Katar, sadece Türkiye’nin değil, bütün küresel ve bölgesel güçlerin ilgi odağı. Cazibesi, mevcut zenginliğinden ve sahip olduğu büyük enerji kaynaklarından kaynaklanıyor elbette. Yüzde 83’ünü Katarlı olmayanların oluşturduğu 2,5 milyon nüfuslu Katar, kişi başı geliri yıllık 75 bin dolar dolayında bir ülke olarak en varlıklı nüfusa sahip bir ülke ve haliyle iştah kabartıyor. Ancak, yine de büyük dünya fotoğrafı içinde son tahlilde 156 milyar dolarlık bir ekonomi. Türkiye’nin ulusal gelirinin ortalama 800 milyar dolar olduğunu hatırlarsak, Türkiye’nin beşte biri bir ülke.
Yine de herkes Katar’a mal satmak, Katar’ın yaptığı ithalattan, harcamalardan pay almak istiyor. Katar’ın birikmiş sermayesini kendisine çekmek istiyor. Üstünde oturduğu enerji varlığı, Katar’a yakın olmayı daha cazip kılıyor. 25 milyar varillik bir ham petrol rezerv varlığının yanında 25 trilyon metreküplük doğal gaz kaynağı ile dünyanın üçüncü doğal gaz varlığı sahibi Katar, geleceğin dünyasının da gözdeleri arasında.
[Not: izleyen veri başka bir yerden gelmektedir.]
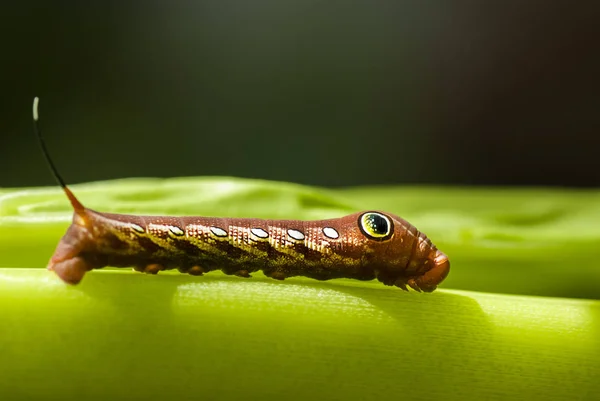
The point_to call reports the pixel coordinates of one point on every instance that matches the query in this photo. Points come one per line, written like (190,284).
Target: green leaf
(125,335)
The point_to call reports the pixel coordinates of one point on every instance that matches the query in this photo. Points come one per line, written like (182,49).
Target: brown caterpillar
(362,246)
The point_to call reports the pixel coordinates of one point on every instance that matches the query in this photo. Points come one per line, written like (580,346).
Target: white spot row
(257,232)
(260,233)
(219,232)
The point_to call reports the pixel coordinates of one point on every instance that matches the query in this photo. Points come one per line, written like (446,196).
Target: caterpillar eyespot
(362,246)
(376,225)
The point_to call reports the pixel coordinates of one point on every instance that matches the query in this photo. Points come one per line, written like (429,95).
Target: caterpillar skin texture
(362,246)
(320,249)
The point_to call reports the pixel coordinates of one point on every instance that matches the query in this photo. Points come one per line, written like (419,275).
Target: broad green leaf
(125,335)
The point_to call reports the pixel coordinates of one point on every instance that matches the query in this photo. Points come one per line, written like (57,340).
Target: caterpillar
(364,246)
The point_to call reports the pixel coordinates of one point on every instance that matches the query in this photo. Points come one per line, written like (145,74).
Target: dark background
(318,92)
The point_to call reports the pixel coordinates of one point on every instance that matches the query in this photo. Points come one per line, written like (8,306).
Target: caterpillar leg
(400,283)
(152,268)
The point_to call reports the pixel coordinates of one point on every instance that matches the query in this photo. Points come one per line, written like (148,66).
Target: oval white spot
(260,233)
(295,234)
(176,230)
(137,228)
(219,232)
(331,232)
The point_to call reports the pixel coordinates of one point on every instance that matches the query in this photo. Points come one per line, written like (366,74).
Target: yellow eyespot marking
(260,233)
(375,225)
(295,234)
(331,232)
(176,231)
(137,228)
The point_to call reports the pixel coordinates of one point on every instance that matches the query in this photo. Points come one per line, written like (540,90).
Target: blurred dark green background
(318,92)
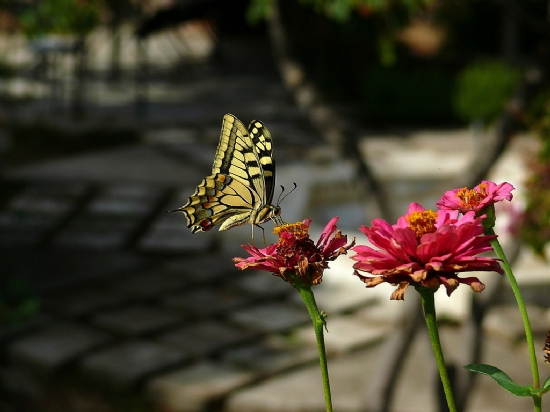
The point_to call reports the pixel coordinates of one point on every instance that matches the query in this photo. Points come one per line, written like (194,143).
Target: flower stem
(537,398)
(428,306)
(319,323)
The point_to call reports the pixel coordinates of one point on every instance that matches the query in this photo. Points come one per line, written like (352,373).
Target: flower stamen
(422,222)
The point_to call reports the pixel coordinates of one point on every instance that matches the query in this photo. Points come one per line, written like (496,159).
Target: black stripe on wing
(263,145)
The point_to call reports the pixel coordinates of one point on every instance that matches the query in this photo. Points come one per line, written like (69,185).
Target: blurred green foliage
(412,95)
(483,89)
(60,17)
(340,10)
(17,301)
(535,227)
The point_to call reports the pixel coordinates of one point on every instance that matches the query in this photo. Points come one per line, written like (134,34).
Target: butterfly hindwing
(240,188)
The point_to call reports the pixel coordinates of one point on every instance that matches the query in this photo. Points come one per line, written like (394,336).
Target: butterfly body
(240,188)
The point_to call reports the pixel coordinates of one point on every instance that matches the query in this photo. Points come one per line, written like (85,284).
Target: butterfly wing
(263,147)
(219,200)
(236,192)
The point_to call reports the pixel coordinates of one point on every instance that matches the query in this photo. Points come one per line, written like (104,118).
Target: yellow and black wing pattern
(240,188)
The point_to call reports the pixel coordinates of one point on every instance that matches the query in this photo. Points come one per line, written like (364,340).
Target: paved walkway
(138,314)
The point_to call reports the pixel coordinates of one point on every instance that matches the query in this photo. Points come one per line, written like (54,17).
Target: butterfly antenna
(281,197)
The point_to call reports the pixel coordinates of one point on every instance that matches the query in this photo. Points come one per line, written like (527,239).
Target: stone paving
(132,303)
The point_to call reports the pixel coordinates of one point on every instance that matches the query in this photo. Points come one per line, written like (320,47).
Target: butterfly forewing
(261,139)
(240,188)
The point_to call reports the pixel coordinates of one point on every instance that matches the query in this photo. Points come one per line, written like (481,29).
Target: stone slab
(204,338)
(204,302)
(56,346)
(271,317)
(190,389)
(136,320)
(126,365)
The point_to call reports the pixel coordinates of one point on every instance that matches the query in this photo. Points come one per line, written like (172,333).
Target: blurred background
(110,112)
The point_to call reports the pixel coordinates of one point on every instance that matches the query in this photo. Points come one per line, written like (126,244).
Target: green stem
(537,398)
(428,306)
(319,323)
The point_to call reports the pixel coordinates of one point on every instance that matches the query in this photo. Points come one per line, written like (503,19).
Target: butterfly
(240,188)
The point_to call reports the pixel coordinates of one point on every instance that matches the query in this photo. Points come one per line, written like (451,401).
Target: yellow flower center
(422,222)
(298,229)
(470,198)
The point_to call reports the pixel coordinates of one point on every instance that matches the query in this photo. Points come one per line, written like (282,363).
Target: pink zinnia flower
(426,249)
(477,199)
(296,254)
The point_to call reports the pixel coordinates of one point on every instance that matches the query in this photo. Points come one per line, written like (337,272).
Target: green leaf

Küresel köyümüzün zengin azınlığı Katar’ın bu iştah kabartan varlığını, potansiyellerini koruması, savunması gibi bir derdi de var elbette. Kendi savunması zayıf olan Katar’a, jandarmalık teklif edenler az değil ve Türkiye burada da öne çıkıyor.
Al-Monitor yazarlarından Fehim Taştekin, Türkiye’nin Katar ile tasarladığı askeri anlaşmalarla ilgili analizinde devlete ait TRT Avaz televizyonunun yaptığı yoruma dikkat çekerek Katar-Türkiye anlaşmalarının içerdiği ekonomik niyetleri de görmemize yardımcı oluyor. Şöyle deniliyor TRT yorumunda: “Bu anlaşma Türk savunma sanayinin yeni pazarlar bulması açısından oldukça önemli. Peki, Türkiye’nin Orta Doğu’nun göbeğinde üs sahibi olması ne anlama geliyor? Türkiye ve Katar Orta Doğu’daki krizlerde birbirine yakın bir duruş sergiliyor. Suriye’de muhaliflere destek konusunda iki ülkenin tutumu da aynı, Irak ve Yemen’deki krizlerde de duruşları benzer. Bu ittifak Katar açısından da ayrı bir önem taşıyor. Çünkü ‘Sünni Doha yönetimi’ ABD’nin Şii İran’la buzları eritmesinden rahatsız. Askeri caydırıcılık açısından ülkesindeki Amerikan birliklerini yeterli görmüyor. Katar bu açığı Türkiye ile iş birliğine giderek kapatmaya çalışıyor."